The real shocker was the purchase price of $4.2 million--well below what most observers estimated to be Corechange's market value. "That's a third of what I'd expected they'd get," Delphi Group analyst Hadley Reynolds says. "Get out your barf bag if you're a software vendor." Reynolds says Open Text is getting great value for the price, expanding on its strength in providing collaboration infrastructure by being able to offer customers the tools to expose several enterprise applications through a portal and to leverage single sign-on and role-based data access.
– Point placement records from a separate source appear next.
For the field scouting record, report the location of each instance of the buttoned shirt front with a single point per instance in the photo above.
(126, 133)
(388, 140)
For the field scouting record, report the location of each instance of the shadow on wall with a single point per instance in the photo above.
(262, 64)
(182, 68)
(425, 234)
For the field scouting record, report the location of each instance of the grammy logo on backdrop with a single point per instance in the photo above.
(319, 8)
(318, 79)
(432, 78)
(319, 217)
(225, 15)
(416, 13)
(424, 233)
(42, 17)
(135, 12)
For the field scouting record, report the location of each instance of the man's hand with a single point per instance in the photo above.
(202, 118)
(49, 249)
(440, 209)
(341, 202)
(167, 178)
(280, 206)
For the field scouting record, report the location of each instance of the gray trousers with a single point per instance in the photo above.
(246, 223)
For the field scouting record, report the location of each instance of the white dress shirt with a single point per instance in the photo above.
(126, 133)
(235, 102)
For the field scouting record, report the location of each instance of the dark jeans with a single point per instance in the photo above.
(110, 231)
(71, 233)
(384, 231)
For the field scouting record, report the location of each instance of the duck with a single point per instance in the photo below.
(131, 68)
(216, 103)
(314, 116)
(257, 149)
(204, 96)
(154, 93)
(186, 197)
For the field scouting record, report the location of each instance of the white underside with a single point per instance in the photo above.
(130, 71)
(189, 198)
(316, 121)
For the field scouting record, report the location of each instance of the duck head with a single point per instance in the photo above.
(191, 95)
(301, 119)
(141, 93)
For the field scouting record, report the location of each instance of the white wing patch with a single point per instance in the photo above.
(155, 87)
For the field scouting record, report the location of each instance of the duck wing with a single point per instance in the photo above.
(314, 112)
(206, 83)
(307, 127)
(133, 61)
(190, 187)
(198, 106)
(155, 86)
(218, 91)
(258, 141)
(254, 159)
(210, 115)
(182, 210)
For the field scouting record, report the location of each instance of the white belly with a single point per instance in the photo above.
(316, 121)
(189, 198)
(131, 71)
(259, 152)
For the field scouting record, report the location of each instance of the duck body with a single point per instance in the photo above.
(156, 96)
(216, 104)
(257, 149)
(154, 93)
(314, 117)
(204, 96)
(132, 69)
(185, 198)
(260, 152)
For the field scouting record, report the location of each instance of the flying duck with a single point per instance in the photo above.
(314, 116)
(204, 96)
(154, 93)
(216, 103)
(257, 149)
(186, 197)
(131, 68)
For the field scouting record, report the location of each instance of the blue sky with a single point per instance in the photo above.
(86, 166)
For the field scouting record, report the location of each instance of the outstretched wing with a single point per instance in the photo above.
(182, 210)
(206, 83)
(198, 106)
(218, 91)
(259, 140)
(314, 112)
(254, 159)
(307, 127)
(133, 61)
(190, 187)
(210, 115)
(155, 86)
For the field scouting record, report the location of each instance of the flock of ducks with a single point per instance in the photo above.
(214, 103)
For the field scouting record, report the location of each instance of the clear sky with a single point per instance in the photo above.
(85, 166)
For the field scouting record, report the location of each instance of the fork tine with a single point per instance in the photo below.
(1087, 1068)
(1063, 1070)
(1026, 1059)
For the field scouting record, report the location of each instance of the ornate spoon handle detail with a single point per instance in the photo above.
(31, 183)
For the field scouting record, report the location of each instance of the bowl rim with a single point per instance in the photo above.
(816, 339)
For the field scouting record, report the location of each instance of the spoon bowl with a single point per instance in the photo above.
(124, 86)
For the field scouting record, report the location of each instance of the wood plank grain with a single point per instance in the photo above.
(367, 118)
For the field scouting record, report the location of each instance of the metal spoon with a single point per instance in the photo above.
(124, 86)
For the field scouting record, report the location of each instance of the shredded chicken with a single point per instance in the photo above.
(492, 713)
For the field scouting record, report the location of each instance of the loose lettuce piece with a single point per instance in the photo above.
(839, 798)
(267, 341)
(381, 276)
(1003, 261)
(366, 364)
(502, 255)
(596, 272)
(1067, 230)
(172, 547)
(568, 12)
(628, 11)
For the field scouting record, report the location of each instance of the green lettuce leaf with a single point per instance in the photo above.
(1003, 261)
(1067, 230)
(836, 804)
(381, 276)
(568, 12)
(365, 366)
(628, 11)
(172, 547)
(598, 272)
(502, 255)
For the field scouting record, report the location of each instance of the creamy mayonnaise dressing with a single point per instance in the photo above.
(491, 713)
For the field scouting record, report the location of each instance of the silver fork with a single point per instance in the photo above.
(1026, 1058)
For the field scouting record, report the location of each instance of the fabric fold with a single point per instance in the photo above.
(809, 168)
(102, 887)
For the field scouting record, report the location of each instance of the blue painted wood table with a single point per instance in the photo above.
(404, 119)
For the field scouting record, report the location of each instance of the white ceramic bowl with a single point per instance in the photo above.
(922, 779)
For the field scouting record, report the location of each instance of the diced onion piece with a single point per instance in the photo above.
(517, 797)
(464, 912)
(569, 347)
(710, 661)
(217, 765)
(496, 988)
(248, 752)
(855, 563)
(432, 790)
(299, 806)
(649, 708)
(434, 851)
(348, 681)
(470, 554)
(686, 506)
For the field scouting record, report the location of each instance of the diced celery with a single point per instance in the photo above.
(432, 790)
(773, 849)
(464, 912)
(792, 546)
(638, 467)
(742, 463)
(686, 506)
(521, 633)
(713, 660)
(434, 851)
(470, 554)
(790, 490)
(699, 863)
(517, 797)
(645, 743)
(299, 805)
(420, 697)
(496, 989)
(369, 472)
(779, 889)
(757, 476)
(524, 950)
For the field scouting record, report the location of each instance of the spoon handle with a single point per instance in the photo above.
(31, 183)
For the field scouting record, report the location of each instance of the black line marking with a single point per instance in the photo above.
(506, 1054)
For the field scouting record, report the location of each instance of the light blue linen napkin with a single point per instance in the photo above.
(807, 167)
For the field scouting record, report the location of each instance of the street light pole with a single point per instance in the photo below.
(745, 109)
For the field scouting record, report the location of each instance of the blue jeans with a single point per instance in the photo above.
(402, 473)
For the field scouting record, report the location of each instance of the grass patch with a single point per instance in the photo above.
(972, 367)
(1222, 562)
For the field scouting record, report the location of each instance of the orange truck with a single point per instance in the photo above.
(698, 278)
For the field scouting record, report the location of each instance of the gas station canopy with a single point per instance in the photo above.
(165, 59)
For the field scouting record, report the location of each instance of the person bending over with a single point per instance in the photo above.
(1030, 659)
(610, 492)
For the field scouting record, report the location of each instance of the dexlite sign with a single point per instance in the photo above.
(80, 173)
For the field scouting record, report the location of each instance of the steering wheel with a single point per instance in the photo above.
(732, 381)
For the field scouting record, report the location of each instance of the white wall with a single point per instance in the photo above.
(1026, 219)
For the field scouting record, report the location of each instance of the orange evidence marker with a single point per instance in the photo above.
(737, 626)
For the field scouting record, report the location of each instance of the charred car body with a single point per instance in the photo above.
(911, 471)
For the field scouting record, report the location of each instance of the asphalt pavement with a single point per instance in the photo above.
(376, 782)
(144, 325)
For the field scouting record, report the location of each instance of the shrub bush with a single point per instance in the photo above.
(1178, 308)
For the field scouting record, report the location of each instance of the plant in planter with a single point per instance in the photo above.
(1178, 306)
Reynolds also says the acquisition is the latest sign that standalone portal vendors are becoming a thing of the past. Plumtree Software Inc. is one of the last survivors of a once-promising sector, and even it now offers content, collaboration, and identity-management servers. Its top standalone competitor, Epicentric Inc., was bought late last year by content-management vendor Vignette Corp. Portal tools are increasingly becoming the domain of enterprise application vendors, which is precisely why Open Text made the move to buy Corechange, says Bill Forquer, senior VP of business development.

Lots of companies still haven't made final decisions on portal deployments, Forquer adds, and the reluctance to form multiple vendor relationships has them seeking out suppliers that can provide end-to-end collaborative tools. That makes it less than a surprise that Open Text has no plans to blend its LiveLink collaboration software with Corechange's Coreport product. The companies already had a partnership that resulted in some integration between the products, but Forquer says Open Text is committed to being portal agnostic, meaning it plans to continue supporting portal tools from the likes of IBM, SAP, and Sun Microsystems.

The deal, which doesn't require regulatory approval, was closed Tuesday.